Rechtspraak
werkgeefster/werknemerRechtbank Zeeland-West-Brabant, 12 december 2013
werkgeefster/werknemer
Werknemer is sinds 1996 als Machine Bediende in dienst van werkgeefster, een organisatie die zich in het bijzonder bezighoudt met de vervaardiging van (diepvries)taart en gebak. Werkgeefster verzoekt ontbinding van de arbeidsovereenkomst. Daartoe wordt het volgende aangevoerd. Nadat bij werkgeefster het vermoeden is gerezen dat werknemer een alcoholprobleem heeft, heeft werkgeefster er diverse keren bij werknemer op aangedrongen dat hij hulp zou zoeken. Nadat werknemer zijn alcoholprobleem heeft erkend en heeft aangegeven dat hij onder behandeling staat bij een verslavingskliniek, heeft werkgeefster de bedrijfsarts ingeschakeld.
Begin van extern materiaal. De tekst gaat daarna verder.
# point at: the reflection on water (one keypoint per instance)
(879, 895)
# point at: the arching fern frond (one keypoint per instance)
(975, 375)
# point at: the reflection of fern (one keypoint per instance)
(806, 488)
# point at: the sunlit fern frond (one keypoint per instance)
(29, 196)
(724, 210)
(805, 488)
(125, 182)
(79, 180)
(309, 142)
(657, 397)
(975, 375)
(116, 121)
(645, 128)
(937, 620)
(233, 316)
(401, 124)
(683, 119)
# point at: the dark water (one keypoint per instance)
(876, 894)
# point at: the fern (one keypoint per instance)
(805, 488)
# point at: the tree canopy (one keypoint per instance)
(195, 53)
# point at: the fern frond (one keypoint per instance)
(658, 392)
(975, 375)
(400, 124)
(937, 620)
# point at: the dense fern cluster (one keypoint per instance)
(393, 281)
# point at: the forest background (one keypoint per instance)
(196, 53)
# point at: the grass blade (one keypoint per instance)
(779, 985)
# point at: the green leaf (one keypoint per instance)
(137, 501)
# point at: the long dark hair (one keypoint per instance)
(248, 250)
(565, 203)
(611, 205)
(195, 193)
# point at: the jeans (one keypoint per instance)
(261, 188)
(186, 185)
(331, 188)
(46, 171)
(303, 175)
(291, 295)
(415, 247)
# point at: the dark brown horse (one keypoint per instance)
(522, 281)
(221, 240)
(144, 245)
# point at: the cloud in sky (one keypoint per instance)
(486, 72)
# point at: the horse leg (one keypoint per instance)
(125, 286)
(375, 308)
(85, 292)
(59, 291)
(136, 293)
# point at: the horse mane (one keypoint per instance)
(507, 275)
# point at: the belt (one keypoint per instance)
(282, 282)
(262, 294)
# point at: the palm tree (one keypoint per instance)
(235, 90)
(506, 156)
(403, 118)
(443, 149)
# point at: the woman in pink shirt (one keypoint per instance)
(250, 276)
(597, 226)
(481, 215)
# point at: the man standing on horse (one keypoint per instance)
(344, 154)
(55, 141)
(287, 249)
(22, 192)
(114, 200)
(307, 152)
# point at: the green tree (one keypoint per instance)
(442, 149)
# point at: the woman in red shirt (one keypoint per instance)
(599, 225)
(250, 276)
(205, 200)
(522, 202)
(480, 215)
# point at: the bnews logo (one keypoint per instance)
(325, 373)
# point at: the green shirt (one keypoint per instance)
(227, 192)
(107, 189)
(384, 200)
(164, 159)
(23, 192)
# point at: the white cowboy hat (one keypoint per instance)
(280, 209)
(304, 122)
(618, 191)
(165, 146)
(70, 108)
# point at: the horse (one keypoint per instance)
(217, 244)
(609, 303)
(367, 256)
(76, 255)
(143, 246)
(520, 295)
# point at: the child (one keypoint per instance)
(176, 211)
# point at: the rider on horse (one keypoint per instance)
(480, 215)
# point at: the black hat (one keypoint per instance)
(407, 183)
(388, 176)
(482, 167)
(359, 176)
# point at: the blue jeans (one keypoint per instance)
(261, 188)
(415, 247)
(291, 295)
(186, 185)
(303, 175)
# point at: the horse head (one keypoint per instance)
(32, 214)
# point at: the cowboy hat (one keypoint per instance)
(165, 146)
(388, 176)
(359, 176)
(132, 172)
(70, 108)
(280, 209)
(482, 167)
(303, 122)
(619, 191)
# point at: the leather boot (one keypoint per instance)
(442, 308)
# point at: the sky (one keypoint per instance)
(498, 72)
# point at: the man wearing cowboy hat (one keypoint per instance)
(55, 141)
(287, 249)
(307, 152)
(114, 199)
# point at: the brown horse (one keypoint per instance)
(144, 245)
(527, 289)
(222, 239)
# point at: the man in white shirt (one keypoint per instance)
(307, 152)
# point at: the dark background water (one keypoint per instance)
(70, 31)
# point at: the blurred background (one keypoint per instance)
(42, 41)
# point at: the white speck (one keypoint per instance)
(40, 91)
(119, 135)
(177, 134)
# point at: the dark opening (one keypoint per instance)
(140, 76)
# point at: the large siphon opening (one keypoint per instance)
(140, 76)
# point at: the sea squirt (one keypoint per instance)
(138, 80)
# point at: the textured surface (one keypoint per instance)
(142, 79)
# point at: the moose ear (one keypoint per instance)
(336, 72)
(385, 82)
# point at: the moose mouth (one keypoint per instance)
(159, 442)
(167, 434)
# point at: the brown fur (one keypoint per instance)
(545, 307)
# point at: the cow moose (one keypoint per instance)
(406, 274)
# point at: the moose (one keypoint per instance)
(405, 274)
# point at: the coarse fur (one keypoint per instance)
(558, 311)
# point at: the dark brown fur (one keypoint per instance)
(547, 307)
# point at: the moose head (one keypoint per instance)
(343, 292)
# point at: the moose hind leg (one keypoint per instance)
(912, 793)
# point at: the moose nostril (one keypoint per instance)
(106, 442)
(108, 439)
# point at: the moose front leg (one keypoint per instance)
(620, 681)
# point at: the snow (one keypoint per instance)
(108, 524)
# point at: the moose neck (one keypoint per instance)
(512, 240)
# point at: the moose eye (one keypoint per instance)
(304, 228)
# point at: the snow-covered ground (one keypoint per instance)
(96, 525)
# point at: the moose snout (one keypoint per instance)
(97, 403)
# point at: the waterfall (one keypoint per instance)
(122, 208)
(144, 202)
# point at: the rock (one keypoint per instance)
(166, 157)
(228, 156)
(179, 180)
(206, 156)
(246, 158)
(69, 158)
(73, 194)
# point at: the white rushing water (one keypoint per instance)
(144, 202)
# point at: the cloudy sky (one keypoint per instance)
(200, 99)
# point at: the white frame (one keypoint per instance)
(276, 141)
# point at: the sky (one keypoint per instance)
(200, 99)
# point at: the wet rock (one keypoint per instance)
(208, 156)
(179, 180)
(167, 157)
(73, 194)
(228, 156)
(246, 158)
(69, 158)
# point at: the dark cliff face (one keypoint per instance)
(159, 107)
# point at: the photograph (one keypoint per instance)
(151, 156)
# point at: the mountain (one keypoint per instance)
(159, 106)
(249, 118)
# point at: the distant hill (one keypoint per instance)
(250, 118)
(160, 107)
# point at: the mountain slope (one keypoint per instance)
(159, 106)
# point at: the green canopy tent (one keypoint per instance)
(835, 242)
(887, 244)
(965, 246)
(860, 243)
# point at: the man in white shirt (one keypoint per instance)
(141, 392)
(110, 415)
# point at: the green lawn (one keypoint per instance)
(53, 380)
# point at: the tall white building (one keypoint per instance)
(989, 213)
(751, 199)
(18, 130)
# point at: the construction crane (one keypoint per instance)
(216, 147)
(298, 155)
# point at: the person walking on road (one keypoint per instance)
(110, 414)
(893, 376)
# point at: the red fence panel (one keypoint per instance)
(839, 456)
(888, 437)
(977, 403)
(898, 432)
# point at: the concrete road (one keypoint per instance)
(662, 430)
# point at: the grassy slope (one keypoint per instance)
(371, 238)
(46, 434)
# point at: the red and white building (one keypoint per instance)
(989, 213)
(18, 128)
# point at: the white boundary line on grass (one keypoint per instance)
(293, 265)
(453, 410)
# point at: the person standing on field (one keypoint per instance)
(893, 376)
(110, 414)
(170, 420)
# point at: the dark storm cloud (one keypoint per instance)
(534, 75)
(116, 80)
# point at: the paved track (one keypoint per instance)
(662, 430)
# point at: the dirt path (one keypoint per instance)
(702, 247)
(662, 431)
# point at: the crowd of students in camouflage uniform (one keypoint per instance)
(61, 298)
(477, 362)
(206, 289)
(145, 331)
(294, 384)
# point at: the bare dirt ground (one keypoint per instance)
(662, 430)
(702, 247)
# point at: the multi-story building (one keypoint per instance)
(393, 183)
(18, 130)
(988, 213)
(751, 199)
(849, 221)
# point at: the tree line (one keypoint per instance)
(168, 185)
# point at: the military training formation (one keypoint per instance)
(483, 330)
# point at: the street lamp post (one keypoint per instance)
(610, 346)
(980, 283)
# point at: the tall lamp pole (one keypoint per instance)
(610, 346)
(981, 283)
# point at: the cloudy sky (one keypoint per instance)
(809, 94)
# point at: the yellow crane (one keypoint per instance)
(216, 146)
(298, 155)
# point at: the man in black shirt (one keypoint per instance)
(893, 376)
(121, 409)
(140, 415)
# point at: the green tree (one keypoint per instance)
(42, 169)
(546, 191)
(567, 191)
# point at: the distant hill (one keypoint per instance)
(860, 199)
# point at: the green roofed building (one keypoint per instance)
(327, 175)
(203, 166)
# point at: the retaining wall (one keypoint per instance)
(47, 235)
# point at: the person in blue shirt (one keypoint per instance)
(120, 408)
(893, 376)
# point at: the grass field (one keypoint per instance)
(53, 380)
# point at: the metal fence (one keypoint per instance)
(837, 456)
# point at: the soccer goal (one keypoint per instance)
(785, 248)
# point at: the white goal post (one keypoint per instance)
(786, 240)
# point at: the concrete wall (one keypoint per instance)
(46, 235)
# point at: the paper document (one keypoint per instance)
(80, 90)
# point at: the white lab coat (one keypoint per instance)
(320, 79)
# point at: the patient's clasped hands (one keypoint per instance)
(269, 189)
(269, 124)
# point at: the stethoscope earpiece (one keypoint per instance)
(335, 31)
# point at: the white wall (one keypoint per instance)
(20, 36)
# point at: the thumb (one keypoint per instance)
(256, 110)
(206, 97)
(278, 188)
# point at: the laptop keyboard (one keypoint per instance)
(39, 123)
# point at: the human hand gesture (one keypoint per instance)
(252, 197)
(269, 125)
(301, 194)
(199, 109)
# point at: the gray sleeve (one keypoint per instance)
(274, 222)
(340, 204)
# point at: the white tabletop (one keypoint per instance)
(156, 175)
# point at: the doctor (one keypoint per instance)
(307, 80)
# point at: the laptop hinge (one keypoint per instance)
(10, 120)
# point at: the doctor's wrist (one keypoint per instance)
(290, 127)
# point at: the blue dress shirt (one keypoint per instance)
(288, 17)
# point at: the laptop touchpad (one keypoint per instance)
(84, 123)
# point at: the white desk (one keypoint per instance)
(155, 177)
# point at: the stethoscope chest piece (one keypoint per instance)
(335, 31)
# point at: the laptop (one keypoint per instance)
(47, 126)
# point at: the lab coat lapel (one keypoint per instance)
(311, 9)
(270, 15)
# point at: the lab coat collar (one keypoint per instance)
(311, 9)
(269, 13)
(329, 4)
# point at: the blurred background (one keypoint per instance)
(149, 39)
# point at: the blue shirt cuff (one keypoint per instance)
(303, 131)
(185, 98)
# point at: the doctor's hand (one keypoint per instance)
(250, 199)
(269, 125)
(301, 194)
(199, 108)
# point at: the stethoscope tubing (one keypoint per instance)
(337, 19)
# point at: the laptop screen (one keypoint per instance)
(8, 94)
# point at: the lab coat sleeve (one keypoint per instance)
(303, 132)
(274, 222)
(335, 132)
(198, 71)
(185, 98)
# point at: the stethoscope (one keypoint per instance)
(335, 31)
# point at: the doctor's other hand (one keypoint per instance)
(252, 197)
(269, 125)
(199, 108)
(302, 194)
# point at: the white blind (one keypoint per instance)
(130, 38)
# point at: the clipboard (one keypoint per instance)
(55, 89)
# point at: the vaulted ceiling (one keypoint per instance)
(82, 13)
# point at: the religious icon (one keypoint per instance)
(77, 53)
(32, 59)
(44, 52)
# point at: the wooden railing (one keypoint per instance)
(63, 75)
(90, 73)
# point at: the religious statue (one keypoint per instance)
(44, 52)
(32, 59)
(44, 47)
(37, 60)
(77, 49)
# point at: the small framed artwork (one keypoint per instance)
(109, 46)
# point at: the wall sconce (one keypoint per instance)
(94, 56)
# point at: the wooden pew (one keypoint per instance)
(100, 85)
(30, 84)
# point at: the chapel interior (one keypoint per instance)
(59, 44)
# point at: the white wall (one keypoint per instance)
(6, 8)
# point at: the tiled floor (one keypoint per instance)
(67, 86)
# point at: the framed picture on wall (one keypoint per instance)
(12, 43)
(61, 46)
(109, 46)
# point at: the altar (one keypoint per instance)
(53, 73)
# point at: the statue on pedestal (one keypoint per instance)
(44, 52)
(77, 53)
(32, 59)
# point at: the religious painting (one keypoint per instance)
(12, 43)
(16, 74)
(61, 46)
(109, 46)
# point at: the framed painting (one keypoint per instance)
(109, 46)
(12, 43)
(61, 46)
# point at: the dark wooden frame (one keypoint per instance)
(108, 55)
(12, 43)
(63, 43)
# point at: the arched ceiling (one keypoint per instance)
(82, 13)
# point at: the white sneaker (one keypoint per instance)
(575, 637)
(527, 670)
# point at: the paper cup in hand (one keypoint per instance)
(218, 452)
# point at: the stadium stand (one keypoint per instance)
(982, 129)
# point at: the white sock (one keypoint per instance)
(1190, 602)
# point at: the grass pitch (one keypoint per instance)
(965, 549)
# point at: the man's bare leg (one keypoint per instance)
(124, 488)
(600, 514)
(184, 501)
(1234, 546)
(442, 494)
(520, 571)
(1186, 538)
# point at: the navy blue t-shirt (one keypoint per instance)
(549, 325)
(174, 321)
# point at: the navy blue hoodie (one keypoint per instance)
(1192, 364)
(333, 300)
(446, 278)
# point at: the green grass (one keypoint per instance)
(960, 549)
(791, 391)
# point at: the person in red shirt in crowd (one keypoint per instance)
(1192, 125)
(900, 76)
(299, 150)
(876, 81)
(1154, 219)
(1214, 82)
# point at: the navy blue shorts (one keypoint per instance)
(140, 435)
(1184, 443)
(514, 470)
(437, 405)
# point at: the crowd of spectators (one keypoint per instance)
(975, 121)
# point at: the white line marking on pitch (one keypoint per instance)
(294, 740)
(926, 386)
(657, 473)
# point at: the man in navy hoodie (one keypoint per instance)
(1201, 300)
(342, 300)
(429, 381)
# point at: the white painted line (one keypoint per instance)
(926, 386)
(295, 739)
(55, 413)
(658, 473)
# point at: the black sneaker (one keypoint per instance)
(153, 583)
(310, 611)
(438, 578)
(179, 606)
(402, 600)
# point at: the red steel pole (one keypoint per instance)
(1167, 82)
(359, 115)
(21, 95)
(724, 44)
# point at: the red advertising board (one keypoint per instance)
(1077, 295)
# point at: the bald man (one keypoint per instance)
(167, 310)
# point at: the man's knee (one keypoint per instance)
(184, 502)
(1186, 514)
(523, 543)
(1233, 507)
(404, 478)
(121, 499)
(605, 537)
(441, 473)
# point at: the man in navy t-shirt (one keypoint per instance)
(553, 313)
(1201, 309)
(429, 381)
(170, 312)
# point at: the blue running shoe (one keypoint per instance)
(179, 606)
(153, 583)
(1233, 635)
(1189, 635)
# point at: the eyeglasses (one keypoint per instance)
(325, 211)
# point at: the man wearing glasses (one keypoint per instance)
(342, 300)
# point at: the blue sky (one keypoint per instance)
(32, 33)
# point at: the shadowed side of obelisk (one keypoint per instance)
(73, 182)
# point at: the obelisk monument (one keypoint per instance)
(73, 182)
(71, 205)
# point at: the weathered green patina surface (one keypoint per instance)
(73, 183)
Werknemer is ondersteuning toegezegd in de vorm van begeleiding door P&O, door de inschakeling van een maatschappelijk werker en ook financieel, voor eventueel (intensievere) behandelingen, als daar op andere wijze geen vergoeding voor verkregen kon worden. Tijdens de gestarte behandeling is werknemer ander passend werk opgedragen. Nadat de behandeling succesvol is verlopen en werknemer hersteld is gemeld, is hij teruggevallen en bleek hij zijn probleem niet onder controle te hebben. Gebleken is dat werknemer gemaakte afspraken niet nakomt, onder meer door onder invloed op het werk te zijn verschenen. Voor werkgeefster is hiermee de maat vol. De kantonrechter heeft het ontbindingsverzoek aangehouden om de kans van slagen van de nu ingezette behandeling en anderzijds het vertrouwen over en weer in een verdere succesvolle voortzetting van de arbeidsverhouding te kunnen beoordelen (zie AR 2014-0201).
De kantonrechter oordeelt als volgt. Gebleken is dat de behandeling voorspoedig verloopt. Bij de voortgezette behandeling is echter duidelijk geworden dat het noodzakelijke vertrouwen om te komen tot een succesvol vervolg van de arbeidsverhouding ontbreekt, zonder dat daarvoor direct een van beide partijen een verwijt kan worden gemaakt. De arbeidsovereenkomst wordt ontbonden. Partijen hebben aangegeven zich te kunnen verenigen met een ontbinding per 1 april 2014 onder toekenning van een vergoeding van € 30.000. Er zijn geen feiten of omstandigheden die nopen tot het nemen van een andere beslissing.